• News

  • Ekonomi Mikro

Mendes PDTT: Pastikan Penyaluran Dana Desa Terserap Baik

Mendes PDTT Eko Putro Sandjojo.
Kemendes PDTT
Mendes PDTT Eko Putro Sandjojo.

JAKARTA, NETRALNEWS.COM - Menteri Desa, Pembangunan Daerah Tertinggal dan Transmigrasi (Mendes PDTT), Eko Putro Sandjojo memberikan pesan pada para pendamping desa. Dia imbau para pendamping pastikan penyaluran dana desa terserap semua dengan baik.

"#PendampingDesa. Selamat beraktivitas. Pastikan penyaluran dana desa terserap semua dengan baik," kata Eko dikutip dari cuitan di akun resmi media sosial Twitternya, @EkoSandjojo, Senin (29/7/2019).

Sebelumnya, Eko harapkan para Kepala Daerah mendorong desanya untuk menggunakan dana desa sebagai sarana wisata yang produktif. Buahnya, ini mampu meciptakan lapangan kerja dan menambah pendapatan desa.

Eko mencontohkan, membuat tempat pertunjukan budaya misalnya, sebenarnya tidak mahal. Namun, menurut Eko, itu bisa menjadikan desa sebagai destinasi wisata yang dapat menambah pendapatan dan menciptakan lapangan kerja di desa.

"Gunakan dana desanya untuk membuat objek wisata. Misalkan, tempat pertunjukan budaya, pusat-pusat kuliner, fasilitas sport tourism, event-event olah raga yg rutin, dan lain-lain," kata Eko.

Dijelaskan Eko, program dana desa ini telah dicontoh oleh 23 negara berkembang lain. Dia menyadari, penggunaan dana desa tidak berjalan dengan baik tanpa ada pengawasan, pendampingan dan ketekunan dari seluruh kepala daerah.

Eko menyampaikan bahwa program dana desa yang dikucurkan selama lima tahun sebesar Rp 257 triliun tersebut telah mampu membangun infrastruktur yang begitu masif. Bahkan, selama 4 tahun terakhir pendapatan per kapita masyarakat desa mengalami kenaikan hampir 50 persen.

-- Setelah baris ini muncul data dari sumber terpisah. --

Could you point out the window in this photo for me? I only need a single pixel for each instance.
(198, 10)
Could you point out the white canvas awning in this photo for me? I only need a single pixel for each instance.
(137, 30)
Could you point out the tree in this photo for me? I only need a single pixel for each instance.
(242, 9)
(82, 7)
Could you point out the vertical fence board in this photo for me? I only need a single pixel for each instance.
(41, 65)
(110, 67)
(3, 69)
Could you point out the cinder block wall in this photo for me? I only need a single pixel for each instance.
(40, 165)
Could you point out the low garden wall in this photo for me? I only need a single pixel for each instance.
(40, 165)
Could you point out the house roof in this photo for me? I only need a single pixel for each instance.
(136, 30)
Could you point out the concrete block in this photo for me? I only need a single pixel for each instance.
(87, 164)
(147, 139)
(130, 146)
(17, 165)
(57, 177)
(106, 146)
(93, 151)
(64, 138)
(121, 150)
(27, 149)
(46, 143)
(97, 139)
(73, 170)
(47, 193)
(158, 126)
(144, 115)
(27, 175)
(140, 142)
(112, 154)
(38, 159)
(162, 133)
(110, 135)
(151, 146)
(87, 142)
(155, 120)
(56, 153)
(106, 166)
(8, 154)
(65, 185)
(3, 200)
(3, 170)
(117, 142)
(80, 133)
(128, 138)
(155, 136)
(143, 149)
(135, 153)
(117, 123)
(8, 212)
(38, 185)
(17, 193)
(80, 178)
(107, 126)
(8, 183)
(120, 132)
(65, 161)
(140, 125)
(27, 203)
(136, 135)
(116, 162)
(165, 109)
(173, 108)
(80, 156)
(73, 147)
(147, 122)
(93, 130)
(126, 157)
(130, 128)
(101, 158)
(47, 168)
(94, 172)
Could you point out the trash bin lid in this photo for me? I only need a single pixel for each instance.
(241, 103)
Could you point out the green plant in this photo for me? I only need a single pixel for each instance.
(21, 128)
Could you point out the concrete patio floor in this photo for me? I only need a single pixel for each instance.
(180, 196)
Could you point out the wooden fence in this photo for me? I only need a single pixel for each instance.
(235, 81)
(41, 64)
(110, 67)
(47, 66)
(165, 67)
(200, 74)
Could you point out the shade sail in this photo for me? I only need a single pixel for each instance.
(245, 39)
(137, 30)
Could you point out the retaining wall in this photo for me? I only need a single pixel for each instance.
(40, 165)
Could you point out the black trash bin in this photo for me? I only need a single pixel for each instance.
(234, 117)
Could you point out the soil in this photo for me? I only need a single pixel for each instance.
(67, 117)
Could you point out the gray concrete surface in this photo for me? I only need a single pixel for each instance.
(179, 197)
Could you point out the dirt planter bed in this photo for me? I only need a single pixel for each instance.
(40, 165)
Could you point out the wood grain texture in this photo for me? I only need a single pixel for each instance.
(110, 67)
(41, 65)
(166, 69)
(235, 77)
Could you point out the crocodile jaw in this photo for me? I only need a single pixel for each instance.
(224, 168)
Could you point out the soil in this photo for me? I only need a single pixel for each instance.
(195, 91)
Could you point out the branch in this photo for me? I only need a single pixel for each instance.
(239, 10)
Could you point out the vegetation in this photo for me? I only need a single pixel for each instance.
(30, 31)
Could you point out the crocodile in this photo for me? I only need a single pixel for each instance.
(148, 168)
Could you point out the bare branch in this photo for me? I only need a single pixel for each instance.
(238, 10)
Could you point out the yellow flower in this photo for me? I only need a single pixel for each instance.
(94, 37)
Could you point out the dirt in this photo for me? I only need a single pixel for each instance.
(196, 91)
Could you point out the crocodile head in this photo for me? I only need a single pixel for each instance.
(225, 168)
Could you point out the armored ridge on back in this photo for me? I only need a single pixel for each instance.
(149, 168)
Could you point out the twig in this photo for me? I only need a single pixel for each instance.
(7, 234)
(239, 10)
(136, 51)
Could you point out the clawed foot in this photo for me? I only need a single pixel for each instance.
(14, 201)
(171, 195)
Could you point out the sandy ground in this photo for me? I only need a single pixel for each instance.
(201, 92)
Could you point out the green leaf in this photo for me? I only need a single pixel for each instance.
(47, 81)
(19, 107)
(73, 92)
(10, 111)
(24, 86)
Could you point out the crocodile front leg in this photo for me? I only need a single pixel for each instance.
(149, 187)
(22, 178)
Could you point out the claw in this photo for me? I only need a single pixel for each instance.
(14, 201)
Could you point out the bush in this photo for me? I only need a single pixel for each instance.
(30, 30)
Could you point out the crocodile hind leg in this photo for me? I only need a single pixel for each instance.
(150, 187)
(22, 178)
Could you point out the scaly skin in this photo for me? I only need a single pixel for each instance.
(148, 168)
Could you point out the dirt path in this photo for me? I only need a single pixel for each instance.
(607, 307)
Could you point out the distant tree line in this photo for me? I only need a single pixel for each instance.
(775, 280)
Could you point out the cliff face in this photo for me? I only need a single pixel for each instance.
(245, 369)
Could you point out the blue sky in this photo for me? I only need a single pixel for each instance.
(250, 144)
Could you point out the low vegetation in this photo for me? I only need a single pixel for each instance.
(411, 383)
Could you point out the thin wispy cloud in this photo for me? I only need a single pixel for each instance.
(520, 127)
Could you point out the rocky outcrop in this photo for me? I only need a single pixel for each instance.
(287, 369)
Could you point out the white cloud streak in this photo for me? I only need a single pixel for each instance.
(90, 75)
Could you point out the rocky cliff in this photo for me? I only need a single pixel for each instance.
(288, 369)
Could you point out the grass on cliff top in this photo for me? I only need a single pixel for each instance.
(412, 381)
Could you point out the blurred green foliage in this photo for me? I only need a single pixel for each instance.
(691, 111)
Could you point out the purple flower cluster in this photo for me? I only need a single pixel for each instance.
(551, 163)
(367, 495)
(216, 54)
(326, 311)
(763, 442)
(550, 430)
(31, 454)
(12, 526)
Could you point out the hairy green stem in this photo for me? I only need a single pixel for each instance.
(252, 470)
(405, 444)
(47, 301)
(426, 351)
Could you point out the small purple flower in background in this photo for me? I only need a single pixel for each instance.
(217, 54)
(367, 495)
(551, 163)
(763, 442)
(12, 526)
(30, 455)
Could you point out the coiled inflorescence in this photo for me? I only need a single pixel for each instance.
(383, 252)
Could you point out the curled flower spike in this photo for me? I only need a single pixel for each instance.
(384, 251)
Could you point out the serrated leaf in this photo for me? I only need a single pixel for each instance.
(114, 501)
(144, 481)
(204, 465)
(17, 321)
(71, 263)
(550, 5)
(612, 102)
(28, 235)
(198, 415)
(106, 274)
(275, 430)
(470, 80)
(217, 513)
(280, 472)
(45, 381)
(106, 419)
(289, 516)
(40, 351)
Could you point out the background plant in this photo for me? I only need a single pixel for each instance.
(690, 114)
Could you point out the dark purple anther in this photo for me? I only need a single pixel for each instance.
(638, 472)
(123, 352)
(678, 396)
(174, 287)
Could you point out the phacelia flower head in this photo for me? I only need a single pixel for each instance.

Kenaikan itu ditunjukkan dengan pendapatan per kapita dari Rp572 ribu per kapita per bulan pada Tahun 2014 menjadi Rp804 ribu per kapita per bulan pada tahun 2018.

Kata Eko, selama dua tahun terakhir ini telah terjadi penurunan kemiskinan di desa secara konsisten yang jumlahnya dua kali lebih besar daripada kemiskinan di kota.

"Kalau ini diteruskan, secara matematik, tujuh tahun lagi jumlah orang miskin di desa nantinya akan sama dengan di kota," kata Eko.